Dr. Jorad de Vries, chercheur postdoctoral à l'ETH Zürich, appelle à l'utilisation de la modélisation évolutive fonctionnelle-structurelle des plantes (FSPM) pour comprendre l'effet du changement climatique sur les communautés végétales naturelles dans un nouvel article publié en in silico Les plantes.

« La modélisation FSP évolutive est un nouveau développement dans le domaine de la modélisation 3D qui combine deux méthodes qui se concentrent sur le comportement des modèles émergents à travers une description mécaniste des systèmes naturels mais agissent à des échelles spatiales et temporelles très différentes. Les modèles FSP simulent généralement un niveau élevé de détails spatiaux, ce qui leur permet de simuler avec précision des mécanismes au niveau d'organes végétaux individuels tels que les feuilles, tandis que les modèles évolutifs simulent des dynamiques éco-évolutives qui agissent au fil des générations. La fusion de ces méthodes et de leurs différentes échelles est un défi, mais offre de nouvelles opportunités passionnantes pour mieux comprendre comment les communautés végétales peuvent réagir au changement climatique et quels facteurs sont les principaux moteurs de ces réponses », déclare de Vries.

De Vries explique d'abord pourquoi la compréhension des réponses au changement climatique des communautés végétales nécessite des approches de modélisation mécaniste. Les méthodes actuelles se concentrent sur les traits fonctionnels des plantes, qui ne prédisent pas bien l'interaction entre les environnements abiotiques et biotiques, et donc les fonctions écosystémiques. Au lieu de cela, soutient-il, l'accent devrait être mis sur les mécanismes qui relient les traits fonctionnels à la forme physique au niveau des plantes individuelles par le biais d'interactions avec leurs environnements abiotiques et biotiques locaux. La modélisation FSP est un excellent outil pour simuler avec précision les interactions trait-environnement qui déterminent les réponses au changement climatique des plantes individuelles.

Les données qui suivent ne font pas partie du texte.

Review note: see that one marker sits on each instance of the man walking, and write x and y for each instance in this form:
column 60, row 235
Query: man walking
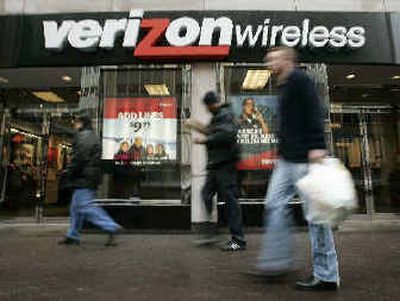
column 301, row 141
column 223, row 154
column 84, row 174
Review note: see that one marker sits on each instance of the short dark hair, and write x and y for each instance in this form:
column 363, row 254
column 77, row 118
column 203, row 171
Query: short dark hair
column 246, row 99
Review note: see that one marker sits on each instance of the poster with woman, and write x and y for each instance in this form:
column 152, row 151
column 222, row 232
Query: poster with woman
column 140, row 131
column 257, row 119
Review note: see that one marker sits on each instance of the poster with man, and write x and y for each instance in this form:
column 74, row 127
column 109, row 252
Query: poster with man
column 257, row 118
column 140, row 131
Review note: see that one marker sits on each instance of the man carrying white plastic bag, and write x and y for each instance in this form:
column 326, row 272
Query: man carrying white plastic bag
column 330, row 192
column 301, row 141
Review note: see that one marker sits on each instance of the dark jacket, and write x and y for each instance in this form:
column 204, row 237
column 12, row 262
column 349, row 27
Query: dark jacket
column 221, row 138
column 301, row 123
column 84, row 170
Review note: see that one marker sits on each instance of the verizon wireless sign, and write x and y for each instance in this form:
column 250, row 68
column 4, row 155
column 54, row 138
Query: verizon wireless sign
column 190, row 38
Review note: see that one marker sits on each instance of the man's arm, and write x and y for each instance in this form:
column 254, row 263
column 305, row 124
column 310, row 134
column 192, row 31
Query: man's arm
column 196, row 125
column 315, row 121
column 77, row 159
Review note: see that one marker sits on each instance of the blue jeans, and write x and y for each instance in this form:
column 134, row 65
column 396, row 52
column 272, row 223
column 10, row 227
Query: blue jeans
column 82, row 208
column 276, row 252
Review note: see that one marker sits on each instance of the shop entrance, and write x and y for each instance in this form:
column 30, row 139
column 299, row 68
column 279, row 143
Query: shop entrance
column 366, row 139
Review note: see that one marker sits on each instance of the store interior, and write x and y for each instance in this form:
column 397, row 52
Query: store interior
column 38, row 106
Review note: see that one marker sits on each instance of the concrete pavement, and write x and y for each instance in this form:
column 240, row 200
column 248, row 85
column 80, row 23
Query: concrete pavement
column 168, row 267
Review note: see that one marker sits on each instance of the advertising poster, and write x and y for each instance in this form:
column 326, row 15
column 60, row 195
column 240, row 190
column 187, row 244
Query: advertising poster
column 257, row 118
column 140, row 131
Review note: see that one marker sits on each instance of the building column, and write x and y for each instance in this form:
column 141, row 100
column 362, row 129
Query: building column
column 203, row 80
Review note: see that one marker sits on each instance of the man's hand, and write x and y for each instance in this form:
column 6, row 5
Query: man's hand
column 316, row 155
column 199, row 140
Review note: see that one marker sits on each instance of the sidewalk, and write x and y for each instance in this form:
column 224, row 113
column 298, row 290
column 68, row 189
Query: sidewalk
column 169, row 267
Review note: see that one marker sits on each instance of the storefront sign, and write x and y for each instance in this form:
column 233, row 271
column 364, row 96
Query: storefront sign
column 188, row 38
column 256, row 136
column 116, row 38
column 140, row 131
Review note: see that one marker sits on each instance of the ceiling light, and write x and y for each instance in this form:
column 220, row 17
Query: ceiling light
column 48, row 96
column 3, row 80
column 256, row 79
column 66, row 78
column 157, row 89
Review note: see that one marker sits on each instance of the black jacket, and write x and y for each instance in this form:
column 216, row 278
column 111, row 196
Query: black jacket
column 221, row 138
column 301, row 123
column 84, row 170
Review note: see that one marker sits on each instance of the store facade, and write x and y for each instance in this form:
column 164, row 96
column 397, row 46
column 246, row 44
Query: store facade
column 143, row 73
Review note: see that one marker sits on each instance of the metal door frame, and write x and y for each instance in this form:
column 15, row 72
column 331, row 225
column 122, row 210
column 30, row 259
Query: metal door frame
column 361, row 110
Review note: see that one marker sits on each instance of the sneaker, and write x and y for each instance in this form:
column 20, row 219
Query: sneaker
column 111, row 240
column 69, row 241
column 233, row 245
column 315, row 284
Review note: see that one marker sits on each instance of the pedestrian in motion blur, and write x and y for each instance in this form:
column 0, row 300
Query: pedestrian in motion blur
column 84, row 175
column 301, row 141
column 223, row 154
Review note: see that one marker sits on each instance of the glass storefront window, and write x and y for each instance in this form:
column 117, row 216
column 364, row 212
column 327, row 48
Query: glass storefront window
column 141, row 133
column 253, row 95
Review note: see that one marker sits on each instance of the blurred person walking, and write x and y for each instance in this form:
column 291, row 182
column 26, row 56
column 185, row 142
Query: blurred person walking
column 301, row 141
column 83, row 176
column 223, row 154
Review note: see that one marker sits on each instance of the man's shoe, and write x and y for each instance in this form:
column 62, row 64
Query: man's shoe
column 232, row 246
column 69, row 241
column 315, row 284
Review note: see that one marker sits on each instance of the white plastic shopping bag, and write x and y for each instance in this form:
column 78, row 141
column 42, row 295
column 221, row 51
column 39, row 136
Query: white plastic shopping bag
column 329, row 189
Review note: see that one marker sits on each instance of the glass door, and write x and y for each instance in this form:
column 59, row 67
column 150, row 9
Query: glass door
column 24, row 152
column 366, row 139
column 58, row 194
column 383, row 143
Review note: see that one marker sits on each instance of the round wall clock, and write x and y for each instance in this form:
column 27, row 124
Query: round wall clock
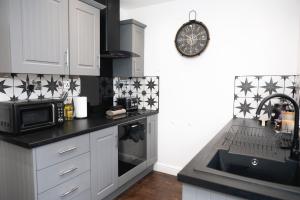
column 192, row 37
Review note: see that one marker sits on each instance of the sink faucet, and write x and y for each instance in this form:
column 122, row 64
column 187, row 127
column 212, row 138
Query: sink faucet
column 294, row 155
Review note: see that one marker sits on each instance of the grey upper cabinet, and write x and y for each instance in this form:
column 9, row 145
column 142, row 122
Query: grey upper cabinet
column 104, row 162
column 152, row 130
column 34, row 36
column 84, row 39
column 50, row 36
column 132, row 37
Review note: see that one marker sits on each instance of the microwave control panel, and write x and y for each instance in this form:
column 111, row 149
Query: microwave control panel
column 60, row 112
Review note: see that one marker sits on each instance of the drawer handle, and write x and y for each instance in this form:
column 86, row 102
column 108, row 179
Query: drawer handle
column 67, row 150
column 69, row 192
column 68, row 171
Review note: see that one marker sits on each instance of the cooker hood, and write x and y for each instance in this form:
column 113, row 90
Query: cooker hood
column 110, row 32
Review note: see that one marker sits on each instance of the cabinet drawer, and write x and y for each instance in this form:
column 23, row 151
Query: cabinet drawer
column 69, row 190
column 86, row 195
column 59, row 173
column 61, row 151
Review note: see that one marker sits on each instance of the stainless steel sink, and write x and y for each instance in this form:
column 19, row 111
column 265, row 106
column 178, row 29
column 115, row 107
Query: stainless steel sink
column 286, row 172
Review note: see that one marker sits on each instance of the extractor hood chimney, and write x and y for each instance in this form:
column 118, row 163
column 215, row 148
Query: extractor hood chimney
column 110, row 31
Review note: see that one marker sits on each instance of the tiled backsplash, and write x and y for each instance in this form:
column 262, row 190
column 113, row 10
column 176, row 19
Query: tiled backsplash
column 146, row 89
column 250, row 90
column 16, row 86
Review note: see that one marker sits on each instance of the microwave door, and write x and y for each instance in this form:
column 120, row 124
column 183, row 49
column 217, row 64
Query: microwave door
column 35, row 116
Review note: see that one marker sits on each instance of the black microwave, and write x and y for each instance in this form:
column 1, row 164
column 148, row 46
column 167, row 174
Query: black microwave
column 19, row 117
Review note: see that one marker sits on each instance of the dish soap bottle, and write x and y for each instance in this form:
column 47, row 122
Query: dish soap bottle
column 69, row 109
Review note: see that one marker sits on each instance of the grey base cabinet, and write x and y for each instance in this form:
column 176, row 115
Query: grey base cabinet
column 56, row 171
column 104, row 161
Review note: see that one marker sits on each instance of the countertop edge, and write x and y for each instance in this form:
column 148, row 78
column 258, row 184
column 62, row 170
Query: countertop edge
column 11, row 139
column 229, row 185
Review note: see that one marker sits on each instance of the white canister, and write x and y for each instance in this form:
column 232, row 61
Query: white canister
column 80, row 107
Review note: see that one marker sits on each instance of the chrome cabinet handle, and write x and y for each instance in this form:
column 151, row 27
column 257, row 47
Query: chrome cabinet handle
column 68, row 171
column 98, row 61
column 69, row 192
column 117, row 141
column 67, row 150
column 67, row 57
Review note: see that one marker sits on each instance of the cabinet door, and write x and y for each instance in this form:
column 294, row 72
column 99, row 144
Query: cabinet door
column 84, row 39
column 152, row 139
column 104, row 162
column 39, row 36
column 138, row 47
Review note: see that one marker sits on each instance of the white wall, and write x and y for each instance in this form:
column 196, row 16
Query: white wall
column 196, row 94
column 299, row 52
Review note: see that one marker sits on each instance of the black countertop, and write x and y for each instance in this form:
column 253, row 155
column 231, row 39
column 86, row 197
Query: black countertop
column 69, row 129
column 197, row 173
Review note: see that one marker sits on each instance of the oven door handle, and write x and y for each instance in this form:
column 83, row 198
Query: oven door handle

De Vries préconise de coupler le FSP et les modèles évolutifs, ce qui permettra de passer des individus aux communautés grâce à une simulation mécaniste des processus démographiques et évolutifs. La modélisation FSP peut s'adapter à la variation des traits, qui peut ensuite être soumise à la sélection, au flux génétique et à la dérive génétique à l'aide du modèle évolutif.

Un résumé visuel des processus et de l'échelle de la modélisation FSP évolutive. Le modèle FSP simule la morphologie, la physiologie et la phénologie de plantes individuellement distinctes en relation avec leur environnement (a)biotique, qui façonne les taux vitaux individuels (croissance, reproduction et survie). Le modèle FSP est couplé au modèle évolutif par a) un ou plusieurs paramètres héréditaires (par exemple, des gènes, des traits) qui servent d'entrée au modèle FSP et sont soumis à la sélection, au flux de gènes et à la génétique, et b) les composants de fitness qui sont la sortie du modèle FSP et entraîne la sélection, le flux de gènes et la dérive génétique. 

L'article explique ensuite comment la modélisation évolutive du FSP peut aider à explorer le comportement de systèmes complexes avec des phénotypes végétaux multidimensionnels dans des environnements multidimensionnels. Il souligne ensuite l'importance de considérer la dynamique spatiale et temporelle de ces environnements multidimensionnels, leurs effets sur la sélection et le rôle de la plasticité phénotypique.

ARTICLE DE RECHERCHE

Jorad de Vries, Utilisation de la modélisation évolutive fonctionnelle-structurelle des plantes pour comprendre l'effet du changement climatique sur les communautés végétales, in silico Plants, Volume 3, Numéro 2, 2021, diab029, https://doi.org/10.1093/insilicoplants/diab029


Ce manuscrit fait partie de in silico Plant's Numéro spécial sur le modèle structurel fonctionnel de l'usine.